Stacy Huntington is on the front lines in the fight against breast cancer.
After giving birth to her daughter at 31, the Baldwinsville woman was diagnosed with breast cancer and underwent chemotherapy and radiation treatment. After a left mastectomy procedure and reconstruction, Huntington is now a five-year survivor of the disease.
But her fight against breast cancer is far from over.
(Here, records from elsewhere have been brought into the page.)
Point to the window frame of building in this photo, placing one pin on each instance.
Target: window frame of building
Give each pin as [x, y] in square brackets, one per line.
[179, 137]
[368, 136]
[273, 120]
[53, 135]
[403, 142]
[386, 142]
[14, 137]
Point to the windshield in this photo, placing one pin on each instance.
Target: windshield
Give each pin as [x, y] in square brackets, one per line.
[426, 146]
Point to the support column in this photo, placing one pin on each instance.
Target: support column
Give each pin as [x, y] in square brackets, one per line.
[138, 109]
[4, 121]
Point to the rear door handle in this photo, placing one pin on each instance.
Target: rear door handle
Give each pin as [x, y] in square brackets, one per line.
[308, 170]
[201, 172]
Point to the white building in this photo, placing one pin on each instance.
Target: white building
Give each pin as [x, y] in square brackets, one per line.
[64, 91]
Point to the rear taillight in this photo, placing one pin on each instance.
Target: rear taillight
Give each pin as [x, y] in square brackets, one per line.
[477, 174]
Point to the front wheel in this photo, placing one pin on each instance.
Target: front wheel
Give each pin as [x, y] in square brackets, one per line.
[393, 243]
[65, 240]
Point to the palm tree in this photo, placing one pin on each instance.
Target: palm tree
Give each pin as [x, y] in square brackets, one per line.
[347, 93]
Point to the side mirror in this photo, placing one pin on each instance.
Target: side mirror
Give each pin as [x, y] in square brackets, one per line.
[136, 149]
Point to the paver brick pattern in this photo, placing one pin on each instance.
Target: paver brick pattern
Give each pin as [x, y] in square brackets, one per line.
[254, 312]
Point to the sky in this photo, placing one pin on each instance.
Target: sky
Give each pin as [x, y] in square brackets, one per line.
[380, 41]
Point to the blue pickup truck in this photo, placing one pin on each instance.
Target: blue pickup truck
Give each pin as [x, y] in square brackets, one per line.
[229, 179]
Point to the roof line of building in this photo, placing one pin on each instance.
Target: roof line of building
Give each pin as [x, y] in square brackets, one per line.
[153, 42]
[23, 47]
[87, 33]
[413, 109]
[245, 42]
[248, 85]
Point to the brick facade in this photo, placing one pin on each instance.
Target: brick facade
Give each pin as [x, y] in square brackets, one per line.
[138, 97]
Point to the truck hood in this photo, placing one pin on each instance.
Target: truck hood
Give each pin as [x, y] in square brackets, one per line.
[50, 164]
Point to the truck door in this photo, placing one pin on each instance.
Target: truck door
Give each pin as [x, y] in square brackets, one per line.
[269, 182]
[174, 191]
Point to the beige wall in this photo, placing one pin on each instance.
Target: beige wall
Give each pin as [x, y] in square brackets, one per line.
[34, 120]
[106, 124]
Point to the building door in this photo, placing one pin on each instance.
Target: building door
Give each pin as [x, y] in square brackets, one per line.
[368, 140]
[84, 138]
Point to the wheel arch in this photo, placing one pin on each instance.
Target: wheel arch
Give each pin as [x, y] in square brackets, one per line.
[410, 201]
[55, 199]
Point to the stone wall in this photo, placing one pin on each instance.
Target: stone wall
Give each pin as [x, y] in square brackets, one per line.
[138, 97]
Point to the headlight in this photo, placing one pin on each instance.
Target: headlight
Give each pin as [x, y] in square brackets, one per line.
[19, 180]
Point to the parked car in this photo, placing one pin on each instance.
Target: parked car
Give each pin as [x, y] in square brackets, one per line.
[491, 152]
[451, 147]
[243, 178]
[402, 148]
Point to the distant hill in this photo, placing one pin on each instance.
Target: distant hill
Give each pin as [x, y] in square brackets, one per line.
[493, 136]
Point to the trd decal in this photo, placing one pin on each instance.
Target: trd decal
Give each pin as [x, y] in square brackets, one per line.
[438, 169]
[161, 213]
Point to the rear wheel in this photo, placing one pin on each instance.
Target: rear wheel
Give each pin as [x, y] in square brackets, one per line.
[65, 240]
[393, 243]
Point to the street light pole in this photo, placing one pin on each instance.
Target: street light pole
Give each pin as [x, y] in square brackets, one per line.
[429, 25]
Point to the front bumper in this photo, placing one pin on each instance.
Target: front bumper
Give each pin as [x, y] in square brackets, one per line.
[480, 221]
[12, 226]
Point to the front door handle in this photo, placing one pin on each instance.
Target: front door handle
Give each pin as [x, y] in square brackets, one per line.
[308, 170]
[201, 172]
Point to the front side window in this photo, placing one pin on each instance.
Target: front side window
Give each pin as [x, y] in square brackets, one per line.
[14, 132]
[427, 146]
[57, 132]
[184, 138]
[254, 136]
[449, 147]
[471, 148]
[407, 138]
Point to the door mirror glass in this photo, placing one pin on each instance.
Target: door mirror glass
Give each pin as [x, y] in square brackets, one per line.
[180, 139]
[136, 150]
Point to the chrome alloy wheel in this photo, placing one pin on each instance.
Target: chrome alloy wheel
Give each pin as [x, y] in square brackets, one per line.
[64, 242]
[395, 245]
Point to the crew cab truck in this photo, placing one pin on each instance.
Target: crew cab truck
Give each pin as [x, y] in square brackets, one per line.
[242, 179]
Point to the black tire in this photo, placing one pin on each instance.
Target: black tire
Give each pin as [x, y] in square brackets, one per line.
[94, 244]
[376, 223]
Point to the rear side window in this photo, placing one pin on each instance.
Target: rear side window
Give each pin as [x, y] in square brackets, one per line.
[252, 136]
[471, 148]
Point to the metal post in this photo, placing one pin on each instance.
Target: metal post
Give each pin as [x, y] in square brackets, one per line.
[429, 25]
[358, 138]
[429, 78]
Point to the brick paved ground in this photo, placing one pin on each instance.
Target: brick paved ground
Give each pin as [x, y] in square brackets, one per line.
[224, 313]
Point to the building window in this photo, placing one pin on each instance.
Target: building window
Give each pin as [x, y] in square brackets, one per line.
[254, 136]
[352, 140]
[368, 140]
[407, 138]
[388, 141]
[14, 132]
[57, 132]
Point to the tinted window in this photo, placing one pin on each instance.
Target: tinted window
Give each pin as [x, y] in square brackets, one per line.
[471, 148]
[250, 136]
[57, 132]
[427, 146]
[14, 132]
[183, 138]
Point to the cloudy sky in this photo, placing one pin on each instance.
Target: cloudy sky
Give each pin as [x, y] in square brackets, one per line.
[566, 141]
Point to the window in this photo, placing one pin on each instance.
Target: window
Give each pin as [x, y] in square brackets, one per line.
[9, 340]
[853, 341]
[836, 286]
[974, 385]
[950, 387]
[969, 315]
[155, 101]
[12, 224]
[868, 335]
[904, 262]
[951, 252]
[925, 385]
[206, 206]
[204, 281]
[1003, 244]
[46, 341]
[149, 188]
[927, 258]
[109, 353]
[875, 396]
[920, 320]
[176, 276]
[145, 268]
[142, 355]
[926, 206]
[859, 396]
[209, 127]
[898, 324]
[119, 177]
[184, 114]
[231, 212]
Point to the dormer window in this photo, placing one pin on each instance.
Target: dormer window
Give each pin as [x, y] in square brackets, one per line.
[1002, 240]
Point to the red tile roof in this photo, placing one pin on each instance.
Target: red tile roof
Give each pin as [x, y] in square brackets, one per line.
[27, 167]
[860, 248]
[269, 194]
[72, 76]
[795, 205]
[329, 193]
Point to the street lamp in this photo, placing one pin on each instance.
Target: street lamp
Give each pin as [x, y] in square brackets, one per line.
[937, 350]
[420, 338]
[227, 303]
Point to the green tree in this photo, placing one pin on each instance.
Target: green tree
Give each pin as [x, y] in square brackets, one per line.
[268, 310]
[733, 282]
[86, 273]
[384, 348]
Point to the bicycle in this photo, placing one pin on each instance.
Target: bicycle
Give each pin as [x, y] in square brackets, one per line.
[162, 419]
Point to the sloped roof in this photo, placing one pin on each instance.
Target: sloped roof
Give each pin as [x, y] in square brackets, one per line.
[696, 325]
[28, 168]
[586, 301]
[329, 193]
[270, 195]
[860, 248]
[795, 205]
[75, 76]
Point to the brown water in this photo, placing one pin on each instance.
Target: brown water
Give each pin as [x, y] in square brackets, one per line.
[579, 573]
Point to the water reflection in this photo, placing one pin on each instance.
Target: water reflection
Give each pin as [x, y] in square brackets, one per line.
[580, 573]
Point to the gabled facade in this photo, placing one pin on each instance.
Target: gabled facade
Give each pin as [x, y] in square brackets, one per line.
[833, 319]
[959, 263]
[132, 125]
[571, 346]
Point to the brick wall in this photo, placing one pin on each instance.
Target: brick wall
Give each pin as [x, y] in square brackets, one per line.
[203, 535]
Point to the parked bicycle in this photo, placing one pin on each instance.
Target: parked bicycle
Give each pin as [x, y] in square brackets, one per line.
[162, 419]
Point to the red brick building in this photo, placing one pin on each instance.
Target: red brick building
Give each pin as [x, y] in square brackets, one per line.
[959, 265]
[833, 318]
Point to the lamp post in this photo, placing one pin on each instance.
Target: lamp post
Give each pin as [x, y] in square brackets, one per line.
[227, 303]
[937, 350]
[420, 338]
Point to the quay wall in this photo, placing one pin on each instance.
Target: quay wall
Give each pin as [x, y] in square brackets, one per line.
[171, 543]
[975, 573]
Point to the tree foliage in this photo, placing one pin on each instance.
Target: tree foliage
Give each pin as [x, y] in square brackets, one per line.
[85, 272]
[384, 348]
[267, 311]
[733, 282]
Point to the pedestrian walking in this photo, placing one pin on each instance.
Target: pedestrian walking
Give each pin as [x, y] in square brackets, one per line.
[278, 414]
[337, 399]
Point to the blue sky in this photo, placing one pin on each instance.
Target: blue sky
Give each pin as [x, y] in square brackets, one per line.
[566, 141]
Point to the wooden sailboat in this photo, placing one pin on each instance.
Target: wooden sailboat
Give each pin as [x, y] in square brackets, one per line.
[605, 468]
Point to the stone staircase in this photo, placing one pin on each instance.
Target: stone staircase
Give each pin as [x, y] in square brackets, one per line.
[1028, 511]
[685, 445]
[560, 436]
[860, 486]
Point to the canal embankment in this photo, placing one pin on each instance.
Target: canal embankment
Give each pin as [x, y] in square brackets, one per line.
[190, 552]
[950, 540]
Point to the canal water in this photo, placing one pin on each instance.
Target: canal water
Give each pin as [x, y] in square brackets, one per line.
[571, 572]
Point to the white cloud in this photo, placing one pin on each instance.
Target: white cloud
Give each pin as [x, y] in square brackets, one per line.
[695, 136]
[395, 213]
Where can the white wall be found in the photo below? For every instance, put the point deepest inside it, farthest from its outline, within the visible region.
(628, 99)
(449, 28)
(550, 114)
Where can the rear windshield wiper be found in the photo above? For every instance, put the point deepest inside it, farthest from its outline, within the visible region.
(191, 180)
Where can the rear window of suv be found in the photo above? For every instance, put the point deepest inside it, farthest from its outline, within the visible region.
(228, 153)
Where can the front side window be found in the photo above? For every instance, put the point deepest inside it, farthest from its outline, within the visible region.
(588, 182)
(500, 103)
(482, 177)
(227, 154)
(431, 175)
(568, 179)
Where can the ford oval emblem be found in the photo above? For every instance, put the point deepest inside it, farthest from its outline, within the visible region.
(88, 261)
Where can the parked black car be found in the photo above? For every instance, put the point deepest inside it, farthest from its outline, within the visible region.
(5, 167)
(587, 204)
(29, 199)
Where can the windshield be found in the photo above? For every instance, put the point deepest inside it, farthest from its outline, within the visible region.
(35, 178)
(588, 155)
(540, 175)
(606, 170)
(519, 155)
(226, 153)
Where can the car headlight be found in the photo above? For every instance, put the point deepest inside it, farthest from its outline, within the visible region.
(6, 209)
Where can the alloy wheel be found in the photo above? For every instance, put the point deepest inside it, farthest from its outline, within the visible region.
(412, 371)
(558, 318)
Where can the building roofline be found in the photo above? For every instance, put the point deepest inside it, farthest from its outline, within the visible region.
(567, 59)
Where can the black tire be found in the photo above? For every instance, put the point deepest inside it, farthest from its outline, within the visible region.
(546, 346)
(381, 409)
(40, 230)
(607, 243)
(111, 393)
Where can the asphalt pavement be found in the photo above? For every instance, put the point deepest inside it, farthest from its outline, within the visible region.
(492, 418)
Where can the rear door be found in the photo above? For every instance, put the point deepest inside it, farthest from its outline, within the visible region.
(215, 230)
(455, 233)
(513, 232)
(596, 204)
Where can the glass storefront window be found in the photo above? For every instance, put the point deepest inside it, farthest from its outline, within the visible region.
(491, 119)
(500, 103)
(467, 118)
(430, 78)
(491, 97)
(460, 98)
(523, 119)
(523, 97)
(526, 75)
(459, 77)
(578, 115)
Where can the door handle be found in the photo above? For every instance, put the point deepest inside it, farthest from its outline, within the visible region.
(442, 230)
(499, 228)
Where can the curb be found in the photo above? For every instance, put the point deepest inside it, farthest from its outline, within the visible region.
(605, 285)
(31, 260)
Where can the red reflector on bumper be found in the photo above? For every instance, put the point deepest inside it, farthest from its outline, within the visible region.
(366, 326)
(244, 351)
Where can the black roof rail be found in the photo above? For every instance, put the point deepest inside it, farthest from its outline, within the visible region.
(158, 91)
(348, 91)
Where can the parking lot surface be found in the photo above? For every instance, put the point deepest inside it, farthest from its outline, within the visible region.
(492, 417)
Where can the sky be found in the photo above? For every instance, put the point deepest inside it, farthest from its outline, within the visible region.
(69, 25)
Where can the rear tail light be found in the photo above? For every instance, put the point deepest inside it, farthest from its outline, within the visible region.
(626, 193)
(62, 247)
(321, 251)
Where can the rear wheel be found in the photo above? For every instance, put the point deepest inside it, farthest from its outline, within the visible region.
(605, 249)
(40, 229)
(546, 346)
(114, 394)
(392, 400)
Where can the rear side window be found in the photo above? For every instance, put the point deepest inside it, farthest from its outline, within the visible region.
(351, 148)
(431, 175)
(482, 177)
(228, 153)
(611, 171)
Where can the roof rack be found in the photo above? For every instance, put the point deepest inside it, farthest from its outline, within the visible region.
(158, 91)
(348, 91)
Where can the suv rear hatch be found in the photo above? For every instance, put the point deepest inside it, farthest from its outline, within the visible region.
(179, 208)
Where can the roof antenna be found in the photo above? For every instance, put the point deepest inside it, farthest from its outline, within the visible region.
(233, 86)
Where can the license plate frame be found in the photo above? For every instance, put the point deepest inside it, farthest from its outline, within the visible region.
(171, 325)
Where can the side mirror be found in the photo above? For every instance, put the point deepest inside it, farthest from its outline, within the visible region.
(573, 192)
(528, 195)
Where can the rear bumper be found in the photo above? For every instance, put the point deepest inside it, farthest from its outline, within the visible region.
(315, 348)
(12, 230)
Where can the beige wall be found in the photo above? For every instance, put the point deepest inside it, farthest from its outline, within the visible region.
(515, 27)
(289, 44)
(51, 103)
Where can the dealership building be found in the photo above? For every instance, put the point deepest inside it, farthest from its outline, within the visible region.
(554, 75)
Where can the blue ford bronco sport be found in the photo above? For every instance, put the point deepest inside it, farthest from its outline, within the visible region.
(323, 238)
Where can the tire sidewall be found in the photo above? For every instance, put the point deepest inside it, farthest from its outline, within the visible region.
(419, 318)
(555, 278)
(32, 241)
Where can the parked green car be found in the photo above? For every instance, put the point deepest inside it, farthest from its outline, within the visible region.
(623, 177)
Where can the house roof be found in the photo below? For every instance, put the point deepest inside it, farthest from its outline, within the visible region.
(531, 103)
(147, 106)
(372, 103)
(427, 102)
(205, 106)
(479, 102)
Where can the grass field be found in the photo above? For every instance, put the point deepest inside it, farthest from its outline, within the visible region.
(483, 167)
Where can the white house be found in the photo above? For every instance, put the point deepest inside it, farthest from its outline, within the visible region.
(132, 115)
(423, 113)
In fact, Huntington, along with a committee of others affected by the disease, has organized an annual basketball tournament that raises money to help find a cure, aptly titled Hoops for the Cure.
Love of hoops
It all started when Huntington's husband, Al, built a basketball court, almost full size with glass basketball hoops, in their backyard for their 6-year-old daughter, Molly, and Huntington, who was a former high school and college ball player who also became a JV girls' coach at Cato-Meridian High School.
"Being a survivor and having a court, it became very clear what I had to do," Huntington said. "Talking with my best friend Jean (Dudley), who is also a former basketball player, we joked about the court and having our own tournament at my house. That idea evolved into what is now known as the Hoops for the Cure."
Huntington said the lack of basketball tournaments, combined with her own celebration of life and love of basketball, made sense. She and Dudley began forming a committee that included Stacy's cousin, Gail Duger of Baldwinsville. Duger was enthusiastic about the opportunity from the get go and helped the group join forces with one of central New York's most recognized and successful breast cancer foundations.
"We started researching information about breast cancer and sought out the Carol M. Baldwin Foundation. We spoke with Beth Kuchler, who is Carol's daughter, and then everything just fell into place," Duger said. "The one thing that really caught my eye was that all the money we raise through our event stays local for research."